Challenge No. 4: Breaking down data silos
Another challenge to the data modeling process is siloed systems, which often run on legacy architectures and undermine the effectiveness of predictive analytics tools. In addition, newer data sources, such as third-party apps, premium data sources, and self-service BI and machine learning curated data sets, are growing in importance.
"Knowing what data you have available [and] efficiently empowering data-driven cultures of self-service users is no easy feat," said Jen Underwood, senior director at DataRobot, an automated machine learning platform.
Privacy regulations also create new obstacles to bringing these data silos together efficiently.
Challenge No. 5: Avoiding the Las Vegas effect
Analytics users can also inadvertently create new data silos in the cloud when they use SaaS-specific analytics platforms like Salesforce Einstein to curate and model data sets outside of centralized data engineering efforts. Organizations need to strike a balance between the benefits of ad hoc analytics on these platforms and making it easier to adopt centralized data management practices.
"It's the Las Vegas effect: What happens in Vegas, stays in Vegas," said Jean-Michel Franco, senior director of data governance products at Talend.
For example, a business user might use Tableau to fix errors in data that comes from Salesforce. Although this fixes his problem, he has, in fact, created a new data silo.
Overall, this approach is also inefficient. Research from IDC shows that a typical data professional spends only 19% of his time analyzing data, while 81% is dedicated to finding data, preparing it to meet requirements, and protecting or sharing it.
Challenge No. 6: Starting fresh or cleaning old data
Enterprises need to confront a sunken cost bias when deciding on a curation and data modeling process. Many enterprises have assembled massive stores of data without figuring out how they fit into the business process.
Managers may feel a sense of loss when data engineers suggest that throwing this data out and starting over could reduce the cost and effort required to clean and model the data for specific goals.
"There is always a tradeoff between taking in more data and cleaning the data you already have," said Josh Jones, manager of analytics at Aspirent, an analytics consulting service. There are also often important negotiations between managers about who owns the data and who is responsible for cleaning it.
"Often, one group does not want to take on all the work," Jones said.
Different business units may also have different requirements for how they want to clean the data.
Challenge No. 7: Understanding what the business cares about
"The biggest challenge to data curation and modeling remains the same: Does the business care?" said Goutham Belliappa, vice president of AI engineering at Capgemini.
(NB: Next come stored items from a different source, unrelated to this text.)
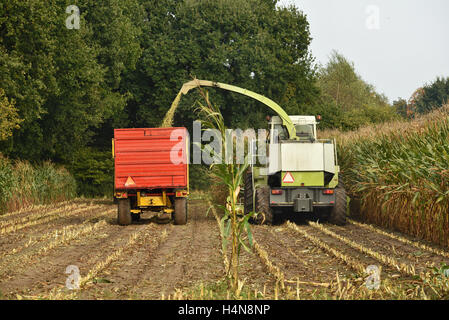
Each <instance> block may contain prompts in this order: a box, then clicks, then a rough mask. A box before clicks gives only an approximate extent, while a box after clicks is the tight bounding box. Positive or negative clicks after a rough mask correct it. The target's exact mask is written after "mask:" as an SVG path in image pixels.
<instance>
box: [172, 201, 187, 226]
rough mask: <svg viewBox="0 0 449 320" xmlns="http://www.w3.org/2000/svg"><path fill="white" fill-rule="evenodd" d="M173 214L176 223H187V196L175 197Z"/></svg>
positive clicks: (180, 223)
mask: <svg viewBox="0 0 449 320" xmlns="http://www.w3.org/2000/svg"><path fill="white" fill-rule="evenodd" d="M173 215H174V217H173V220H174V222H175V224H176V225H185V224H186V223H187V198H176V199H175V212H174V213H173Z"/></svg>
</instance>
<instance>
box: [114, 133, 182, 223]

If a business cannot see the value of data, then it will have no motivation to curate it.
Excel remains the No. 1 BI tool in most organizations, which is a fundamental demonstration that quality is secondary to immediacy, he said. Curation needs to add value to the data modeling process.
"What is bad data for one person could be good data for another," Belliappa said. For instance, bad sales data from a customer accuracy perspective is clearly bad for sales. But this same data might be ideal for implementing AI to identify challenges in the current sales process.
"Too often, people try and curate toward a single perspective, leading to other areas of the business disengaging," Belliappa said.